As expected, the worst moment of the day was after school when I had to tell the Cheerleading Squad that I was quitting. I hated to lie to them, but the only thing I could think to tell them that had any credibility was that all the jumping and stunts would hurt my new boobs. They were all so understanding and sympathetic that I started to cry. I hated myself for telling them something so completely apart from the truth, and my crying was only reinforcing my story, so I felt even worse about that.
I left as quickly as I could. Fortunately, my wonderful friends Jim, Bud and Neeka were waiting to console me and walk me home. Their support and understanding made the unbearable bearable. Bud again carried my books and Neeka walked with her arm around me.
After a couple of blocks, I felt better. I even remembered to ask Jim and Bud why it seemed that the other boys had been avoiding me when I expected just the opposite.
They looked back and forth at each other before Jim answered.
"I think it's that you are so gorgeous that they are afraid to try to talk to you. I mean, you are so far out of everyone's league that it just isn't funny, you know."
I was still puzzled. I asked, "But why am I 'out of their league'? I'm the same girl I was last week. Well, three weeks ago. Well... maybe I'm not." I thought about all the changes that I had been through in the past month and especially over the last weekend. Had I changed that much? I had figured that it was just my new breasts that made me different, but the more I thought about it, the more I realized that I had changed in just about every way it was possible to change.
Physically? That was the obvious part. Mirrors had become an essential part of my life. Without them I simply could not see the lower two-thirds of my body. Yes, they are that big.
Mentally? Certainly. And not just the powers that I was still learning about.
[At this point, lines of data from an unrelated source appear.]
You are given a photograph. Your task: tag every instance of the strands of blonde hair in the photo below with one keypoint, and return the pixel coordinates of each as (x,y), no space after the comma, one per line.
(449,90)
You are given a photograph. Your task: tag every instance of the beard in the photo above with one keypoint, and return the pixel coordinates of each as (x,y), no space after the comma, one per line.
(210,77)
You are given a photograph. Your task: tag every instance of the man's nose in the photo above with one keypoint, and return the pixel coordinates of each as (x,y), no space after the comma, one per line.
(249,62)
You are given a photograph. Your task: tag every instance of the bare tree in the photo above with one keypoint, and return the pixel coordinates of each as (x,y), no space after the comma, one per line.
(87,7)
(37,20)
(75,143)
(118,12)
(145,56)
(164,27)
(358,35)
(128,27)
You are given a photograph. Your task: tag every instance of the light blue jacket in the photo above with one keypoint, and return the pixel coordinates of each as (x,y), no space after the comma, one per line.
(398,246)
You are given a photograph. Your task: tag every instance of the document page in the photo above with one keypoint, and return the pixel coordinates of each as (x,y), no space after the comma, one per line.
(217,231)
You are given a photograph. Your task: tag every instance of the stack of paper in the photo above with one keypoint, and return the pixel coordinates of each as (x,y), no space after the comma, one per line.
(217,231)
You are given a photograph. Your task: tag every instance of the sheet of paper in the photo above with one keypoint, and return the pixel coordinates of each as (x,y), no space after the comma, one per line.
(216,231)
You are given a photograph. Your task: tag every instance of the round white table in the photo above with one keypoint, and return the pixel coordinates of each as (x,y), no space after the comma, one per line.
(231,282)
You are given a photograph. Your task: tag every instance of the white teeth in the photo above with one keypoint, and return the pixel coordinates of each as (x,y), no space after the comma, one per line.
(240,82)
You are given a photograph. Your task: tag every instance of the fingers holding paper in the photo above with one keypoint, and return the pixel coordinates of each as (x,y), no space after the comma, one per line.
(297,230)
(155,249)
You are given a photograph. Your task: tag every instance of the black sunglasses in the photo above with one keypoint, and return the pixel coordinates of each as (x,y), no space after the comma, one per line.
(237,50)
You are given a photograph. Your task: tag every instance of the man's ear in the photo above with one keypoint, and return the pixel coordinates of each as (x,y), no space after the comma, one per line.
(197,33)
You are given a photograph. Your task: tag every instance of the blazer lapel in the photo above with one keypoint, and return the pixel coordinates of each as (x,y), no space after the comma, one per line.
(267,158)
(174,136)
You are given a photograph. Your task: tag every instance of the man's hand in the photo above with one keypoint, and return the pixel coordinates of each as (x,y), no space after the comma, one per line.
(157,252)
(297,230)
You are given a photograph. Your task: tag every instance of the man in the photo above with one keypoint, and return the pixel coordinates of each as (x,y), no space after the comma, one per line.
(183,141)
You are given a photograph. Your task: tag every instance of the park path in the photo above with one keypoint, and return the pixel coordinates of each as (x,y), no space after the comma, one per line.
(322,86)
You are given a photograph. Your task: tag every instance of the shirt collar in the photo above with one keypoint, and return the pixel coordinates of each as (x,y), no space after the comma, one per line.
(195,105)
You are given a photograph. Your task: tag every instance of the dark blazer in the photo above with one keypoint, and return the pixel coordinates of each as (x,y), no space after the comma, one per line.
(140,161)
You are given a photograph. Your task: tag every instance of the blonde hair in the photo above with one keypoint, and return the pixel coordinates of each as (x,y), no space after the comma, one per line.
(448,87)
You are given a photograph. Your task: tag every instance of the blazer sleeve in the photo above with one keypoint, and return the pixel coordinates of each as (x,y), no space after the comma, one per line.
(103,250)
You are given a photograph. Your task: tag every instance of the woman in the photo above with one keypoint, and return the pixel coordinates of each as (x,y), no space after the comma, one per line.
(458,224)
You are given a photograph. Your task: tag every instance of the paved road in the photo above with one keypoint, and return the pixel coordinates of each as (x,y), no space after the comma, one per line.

I had changed in some fundamental way as a result of the pain I had undergone and the trials I had been through. I had goals and responsibilities that I had never even dreamed of having before. I had done things that I had only seen in the movies or read about in fantasy novels. I had gone from being a prisoner of my mother's psychosis to being a heroine. It was still a heady feeling to think of myself that way.
Sexually? Last week I was a virgin. Since then I had made love to members of both sexes. The girls were great. Bud was fantastic. If that wasn't a profound change I didn't know what would be.
Emotionally? I felt like I had grown more emotionally than any other way. The things I thought were important to me before seemed absurdly trivial now. Cheerleading was the best example. Before, being on the squad was the high point of my life. Today, I had walked away from it as not being relevant to who I was or what I needed or wanted. I had to choose between spending time jumping and shouting in front of hundreds of fans to whom I was merely side-line entertainment, or learning the skills that would enable me to save lives and protect others from harm. The comparison struck me as funny and I laughed. Neeka smiled and hugged me around the shoulders as we walked. She had probably been following my thoughts and knew what made me laugh. When I looked at her, she nodded. Finding Neeka, more than anything else that had happened to me had had the greatest affect on who I was becoming. You have no idea what it's like to know that the person next to you knows every thought that goes through your head. If they don't run away screaming in terror it validates you as a person. It tells you that you are one of the good-guys, not some crazy wacko who should be in a padded room in a quiet facility away from normal folks. Neeka knew me. The real me. As long as she stayed with me I knew I was a good person. That knowledge made all the difference in the world.
I was a new person all the way through. I was so relaxed around other people that I was making a new friend every day. More than one a day, if I counted Sheriff Bob. I decided not to count him as a friend yet, though. He was a business associate. To him, I was a politically-convenient resource he could call on to pull his ass out of hot water. Already, if not for me he would probably be bound and gagged in the trunk of his own car, wondering if his SWAT team would shoot him or his wife while trying to bag his kidnapper. I did have that advantage in our relationship; someone who called themselves his friend might promise to come to his aide when he needed them. I had already come to his rescue in the dark of night without even knowing who he was. He said he always paid his debts; and that one would be accruing interest for a while.
The main difference was that I wasn't the slightest bit scared of people any more. Knowing that you can't really be hurt has a way of liberating you. I tried to remember the last time I had been intimidated by someone, but the only one I could recall was my mother — my biological mother. Even she had lost her hold on me. Once I understood her, our roles had reversed and I had become more concerned with her well-being than she with mine.
Bubba and Leon had scared me at first, but it was more over what they might do to my friends and family before I could stop them. Once I knew I was strong enough to beat them, they held no real terror for me. If those two didn't scare me, then there wasn't likely to be much walking around on two legs that could. Knowing that I could pound someone into sand if they pissed me off bad enough had a great deal of influence on how I related to people.